Could you post the error messages? Are you sure it's the ratchet and not the group signature scheme? I didn't think the server knows anything about the ratchet.

I've had normal messages block the queue when a contact's state got messed up too, and the server continuously rejected the message, but afaik that's due to the signature scheme. In fact, I'd think all messages rejected by the server go through processMessageSent here : https://github.com/agl/pond/blob/master/client/network.go#L586

In theory, moveContactsMessagesToEndOfQueue addresses these issues, but I'd agree something strange does happen occasionally : https://github.com/agl/pond/blob/master/client/cli.go#L1138 https://github.com/agl/pond/blob/master/client/network.go#L975

We should probably add some sort of retry count to queuedMessage, increment it in processMessageSent, and use c.logEvent to attach an error to the contact.

Also, an unmerged ACK is a message with a zero body length, so a quick fix for the CLI, and GUI with restart, is to add a body like "ACK failed too many times" to any ACKs with too many retries. And if you must edit your pond state file then you could merely add a body to the bad ACK. ref : https://github.com/agl/pond/blob/master/client/network.go#L115 https://github.com/agl/pond/blob/master/client/cli.go#L914

david415 commented 9 years ago

unfortunately i did not keep a copy of the error message but i think it is the group sig not ratchet... i think it said: DELIVERY SIGNATURE INVALID

burdges commented 9 years ago

I'm experiencing a similar issue in messaging a collaborator right now, so I'll try to debug this.

If I attempt to message Ram then all messages remain blocked indefinitely with DELIVERY_SIGNATURE_INVALID until I remove the message to Ram and quite and restart pond.

There is some chance the problem is related to sending an ACK to an old message, but I believe the problem is that moveContactsMessagesToEndOfQueue does not work correctly.

agl commented 9 years ago

DELIVERY_SIGNATURE_INVALID means that something has gone very wrong: either your group member private key is incorrect, the contact has changed theirs somehow, or the server's group public key is corrupt.

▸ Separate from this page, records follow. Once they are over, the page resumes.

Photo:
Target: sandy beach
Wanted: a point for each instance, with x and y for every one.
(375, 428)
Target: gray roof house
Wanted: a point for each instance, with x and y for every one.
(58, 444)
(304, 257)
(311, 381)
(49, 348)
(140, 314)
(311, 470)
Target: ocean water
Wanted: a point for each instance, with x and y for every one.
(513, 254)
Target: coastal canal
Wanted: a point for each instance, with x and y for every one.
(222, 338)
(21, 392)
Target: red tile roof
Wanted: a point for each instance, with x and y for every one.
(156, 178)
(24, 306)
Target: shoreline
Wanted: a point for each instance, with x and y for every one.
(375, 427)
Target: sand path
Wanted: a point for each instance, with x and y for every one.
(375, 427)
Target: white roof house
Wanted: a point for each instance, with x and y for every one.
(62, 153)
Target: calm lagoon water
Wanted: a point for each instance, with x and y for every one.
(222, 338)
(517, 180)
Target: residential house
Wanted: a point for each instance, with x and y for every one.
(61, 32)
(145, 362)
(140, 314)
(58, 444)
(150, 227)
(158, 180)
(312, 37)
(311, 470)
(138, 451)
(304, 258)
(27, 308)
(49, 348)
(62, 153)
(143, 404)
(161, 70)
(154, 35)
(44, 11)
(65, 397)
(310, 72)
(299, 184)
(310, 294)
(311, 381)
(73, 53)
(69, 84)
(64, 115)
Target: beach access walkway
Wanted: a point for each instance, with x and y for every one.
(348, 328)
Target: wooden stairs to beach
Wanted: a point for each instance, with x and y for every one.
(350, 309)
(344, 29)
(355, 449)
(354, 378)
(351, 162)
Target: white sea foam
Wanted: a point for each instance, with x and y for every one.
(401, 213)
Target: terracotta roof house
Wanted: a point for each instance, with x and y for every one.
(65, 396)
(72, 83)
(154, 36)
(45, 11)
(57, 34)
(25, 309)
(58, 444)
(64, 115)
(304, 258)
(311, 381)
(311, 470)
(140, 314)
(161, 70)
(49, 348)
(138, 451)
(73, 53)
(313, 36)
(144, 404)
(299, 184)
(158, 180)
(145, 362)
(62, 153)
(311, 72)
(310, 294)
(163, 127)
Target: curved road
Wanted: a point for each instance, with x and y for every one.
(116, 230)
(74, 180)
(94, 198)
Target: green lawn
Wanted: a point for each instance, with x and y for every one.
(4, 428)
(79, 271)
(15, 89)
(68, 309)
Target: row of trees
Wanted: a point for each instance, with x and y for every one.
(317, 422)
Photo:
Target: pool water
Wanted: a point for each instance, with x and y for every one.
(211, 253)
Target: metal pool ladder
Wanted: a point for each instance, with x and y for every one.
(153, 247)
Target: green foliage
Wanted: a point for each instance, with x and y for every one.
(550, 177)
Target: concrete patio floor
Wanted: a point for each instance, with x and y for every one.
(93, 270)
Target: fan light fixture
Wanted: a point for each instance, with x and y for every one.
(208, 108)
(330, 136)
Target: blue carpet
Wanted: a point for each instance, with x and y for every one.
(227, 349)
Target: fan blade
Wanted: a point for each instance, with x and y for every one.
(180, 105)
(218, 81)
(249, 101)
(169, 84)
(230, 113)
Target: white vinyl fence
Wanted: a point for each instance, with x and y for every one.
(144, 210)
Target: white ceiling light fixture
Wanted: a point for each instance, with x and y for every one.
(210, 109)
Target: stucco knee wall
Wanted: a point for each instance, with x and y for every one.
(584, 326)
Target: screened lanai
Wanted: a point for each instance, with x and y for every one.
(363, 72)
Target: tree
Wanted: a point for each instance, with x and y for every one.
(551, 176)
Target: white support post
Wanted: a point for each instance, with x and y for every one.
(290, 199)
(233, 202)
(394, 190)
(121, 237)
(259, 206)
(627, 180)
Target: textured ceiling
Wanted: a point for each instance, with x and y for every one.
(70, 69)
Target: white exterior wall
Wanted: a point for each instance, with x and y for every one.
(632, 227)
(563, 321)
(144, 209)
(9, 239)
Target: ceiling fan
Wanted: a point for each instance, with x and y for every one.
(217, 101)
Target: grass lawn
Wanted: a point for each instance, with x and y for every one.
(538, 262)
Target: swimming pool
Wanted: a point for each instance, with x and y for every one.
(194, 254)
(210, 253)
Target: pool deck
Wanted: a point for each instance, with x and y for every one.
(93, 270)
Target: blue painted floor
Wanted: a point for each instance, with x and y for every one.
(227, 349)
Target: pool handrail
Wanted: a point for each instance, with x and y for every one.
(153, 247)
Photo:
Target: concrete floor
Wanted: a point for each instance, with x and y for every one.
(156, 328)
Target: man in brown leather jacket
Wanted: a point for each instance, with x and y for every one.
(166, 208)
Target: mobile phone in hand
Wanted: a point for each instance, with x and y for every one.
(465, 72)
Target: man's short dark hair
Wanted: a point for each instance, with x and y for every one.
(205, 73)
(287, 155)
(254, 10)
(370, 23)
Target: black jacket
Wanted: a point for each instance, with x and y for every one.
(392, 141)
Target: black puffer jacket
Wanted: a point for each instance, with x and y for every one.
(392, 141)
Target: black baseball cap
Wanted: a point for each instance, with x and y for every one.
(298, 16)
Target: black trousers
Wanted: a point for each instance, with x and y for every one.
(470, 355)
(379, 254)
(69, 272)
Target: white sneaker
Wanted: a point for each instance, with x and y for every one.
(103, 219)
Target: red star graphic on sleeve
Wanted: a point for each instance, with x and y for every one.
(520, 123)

Can the contact receive messages from anyone else? If so, then that suggests the former. Did this happen after a revocation by the contact?

leif commented 9 years ago

Apologies for neglecting to report this!

I've seen DELIVERY_SIGNATURE_INVALID happen to three of my contacts. As far as I know, it happened with all of their contacts at once after they did a revocation - they can still send messages, but nobody can send messages to them.

I believe that at least one of the three still has the affected state file and would likely be willing to help figure out what happened. Probably another issue should be opened about this.

As to the feature request in this issue, when the DELIVERY_SIGNATURE_INVALID bug is fixed it won't be necessary, but meanwhile here is a very small patch to display empty (ack) messages in the cli so that they can be deleted: https://github.com/leif/pond/commit/a34813875dae91de3501ee38e914fbc3c872e819

leif commented 9 years ago

Actually, the first person I had this happen with could still send messages to me, but the latest one cannot - I received a message from them but got the "Failed to decrypt message" error.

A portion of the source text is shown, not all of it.